DNS traffic
===========

The number of DNS queries observed for a name over a time period can
be retrieved.

This is especially useful to see if a domain is popular, and to spot
anomalies in its traffic.

Getting the number of queries observed for a name
-------------------------------------------------

The ``daily_traffic_by_name`` method returns a vector with the number
of queries observed for each day, within a time period.

By default, the time period starts 7 days before the current day, and
ends at the current day, a day starting at 00:00 UTC.

.. code-block:: ruby

    db.daily_traffic_by_name('www.github.com')

The output is a ``Result::TimeSeries`` object:

::

    [
        [0] 6152525,
        [1] 4756714,
        [2] 4670300,
        [3] 5954983,
        [4] 6140915,
        [5] 6040669,
        [6] 5529869
    ]
    
This method accepts several options:

- ``start``: a ``Date`` object representing the lower bound of the time interval
- ``end``: a ``Date`` object representing the higher bound of the time interval
- ``days_back``: if ``start`` is not provided, this represents the number of days to go back in time.

Here are some examples featuring these options:

.. code-block:: ruby

    db.daily_traffic_by_name('www.github.com', end: Date.today - 2, days_back: 10)
    
    db.daily_traffic_by_name('www.github.com', start: Date.today - 10)

The traffic for multiple domains can be looked up, provided that a
vector is given instead of a single name. In that case, the output is
a ``Result::HashByName`` object.

.. code-block:: ruby

    db.daily_traffic_by_name(['www.github.com', 'www.github.io'])

For example, the following snippet compares the median number of
queries for a set of domains:

.. code-block:: ruby

    ts = db.daily_traffic_by_name(['www.github.com', 'www.github.io'])
    ts.merge(ts) { |name, ts| ts.median.to_i }
    
::

    {
        "www.github.com" => 5954983,
         "www.github.io" => 528002
    }

Anomaly detection in traffic
----------------------------

A benign web site tends to have a comparable traffic every day. Sudden
spikes or drop of traffic usually indicate a major event (incident,
unusual volume of sent email), or some suspicious activity.

Domain names used as C&C typically receive very little traffic, and
suddenly get a spike of traffic for a short period of time. The same
can be observed with compromised hosts acting as intermediaries.

After having retrieved the traffic for a name, computing the relative
standard deviation is a simple and efficient way to detect anomalies.

To do so, the library includes the ``descriptive_statistics`` module
and implements a ``relative_standard_deviation`` method.
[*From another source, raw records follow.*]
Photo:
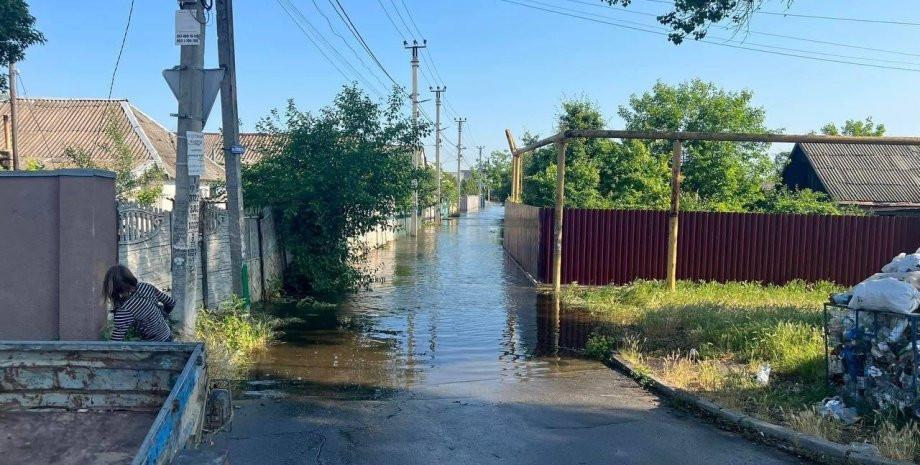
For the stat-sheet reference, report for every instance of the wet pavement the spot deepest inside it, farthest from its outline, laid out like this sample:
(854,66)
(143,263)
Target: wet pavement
(452,357)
This method
can work on the time series of a single domain, as well as on a set
of multiple time series.

.. code-block:: ruby

    ts = d.daily_traffic_by_name(['skyrock.com', 'github.com', 'ooctmxmgwigqt.info'])
    ap d.relative_standard_deviation(ts)

This outputs either a ``Response::TimeSeries`` or a ``Response::HashByName`` object:

::

    {
               "skyrock.com" => 2.4300100908269657,
                "github.com" => 10.628632305278618,
        "ooctmxmgwigqt.info" => 244.18566965045403
    }

In this example, we can clearly spot a domain name whose traffic
doesn't follow what we usually observe for a benign domain.

High-pass filter
----------------

Domains receiving little traffic are frequently receiving more noise
(bots, internal traffic) than queries sent by actual users.

A simple high pass filter sets to 0 all entries of a time series below
a cutoff value. This is provided by the ``high_pass_filter`` method:

.. code-block:: ruby

    ts = d.high_pass_filter(ts, cutoff: 5.0)

This method works on the time series of a single domain, as well as on
a set of multiple time series. The result is either a
`Response::TimeSeries` or a `Response::HashByName` object.